Adeline's voice was soft, barely a whisper. "Marshall… I don't want to lose you too. Not after everything. Not now."

"You won't lose me," he said firmly. "Not now. Not ever. We face this… whatever this is… together. And if the world presses on, if guilt tries to crush us, we hold onto each other, deliberately. We refuse to let it break us. That's how we survive this."

She leaned against him, resting her head on his chest. The steady beat of his heart beneath her ear was a small comfort, a lifeline amid the overwhelming storm of grief.

Hours passed in quiet, shared mourning. They spoke occasionally, in whispers, about Christopher—not about what could have been prevented, but about the moments that had mattered.
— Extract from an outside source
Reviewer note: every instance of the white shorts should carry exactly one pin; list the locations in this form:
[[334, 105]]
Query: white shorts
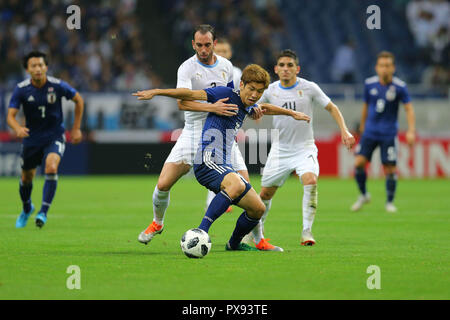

They remembered him, they acknowledged his choice, and they acknowledged their own pain without judgment.

Even as night fell and the city lights twinkled through the window, they remained side by side, leaning on each other for strength, letting the grief ebb and flow between them. It was raw, it was unrelenting, but it was shared. And in that shared space, they found the smallest glimmer of hope—a thread to cling to, even when everything else felt broken.

They had survived the wedding, the deliberate choice of love, and now they faced a new reality: one where grief, guilt, and the unbearable loss of Christopher would shape the days ahead. And yet, even in that darkness, even with hearts fractured, they held onto each other.

Because sometimes surviving grief wasn't about closure. It wasn't about healing instantly. It was about staying present, deliberate, connected, and refusing to let loss define the rest of their lives.

And for now, that fragile determination—this shared choice to endure—was enough.